Proconsul's skeletal anatomy indicates a flexible back somewhat similar to modern monkeys, but without a tail. The mammal's anatomy suggests ape-like grasping and climbing abilities. Proconsul displayed a mixture of Old World monkey and ape characteristics.
The study began after the 2011 discovery of four ancient teeth, the remains of ancient trees preserved in volcanic ash, and fossilized leaves on Rusinga Island in Africa's Lake Victoria.
Baylor University geologist Daniel Peppe, who co-authored the study with his doctoral student and lead author Lauren Michel, said previous work at the island's fossil sites yielded contradictory environmental preferences for Proconsul.
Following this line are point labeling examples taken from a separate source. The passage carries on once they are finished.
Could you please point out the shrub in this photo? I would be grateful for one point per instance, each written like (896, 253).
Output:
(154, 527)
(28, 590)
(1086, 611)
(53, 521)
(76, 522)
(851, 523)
Lutz said it was known previously that Proconsul lived in open areas, perhaps ones like the savannas in Africa today.
"The issue was whether Proconsul also lived in a forested environment. If it did, it would have had to deal with two very different habitats at the same time, and that would have introduced evolutionary selective pressure," Lutz said.
"Members of the same species would have to be mentally and physically adapted to survive on the forests and the savannas."
To survive in drier areas with limited vegetation, Lutz said, some wildlife strategies might have included running and hiding from predators, or adopting nocturnal behavior.
A forested area likely would have provided more food and hiding places, and perhaps a canopy to keep climbing prehominids safe from predators below, he said.
But one issue for the scientists was that the area where the four ancient teeth were discovered is not a forest today.
"It's in what is Kenya now, and the climate is very dry, and people often harvest the trees," Lutz said. "There is human use of the land."
Lutz's part of the study was to work with charts of where the fossilized tree trunks were discovered.
By studying their proximity to each other, and comparing his findings to forests around the world, Lutz was able to prove that the fossilized stumps in Kenya were comparable in diameter and proximity to tree trunks in multiple canopied forests that exist today.
So Proconsul, in its day, appears to have been the master of diverse environments.
Lutz considers the study a triumph of interdisciplinary collaboration.
"A really important part of the story is about scientists working together," he said.
"Specialists worked together, experts in paleo environments and hominid evolution. I study forests. It is only by scientists in these very different fields working together that we could come up with enough evidence.
"I'm happy I could contribute a small piece of what was needed."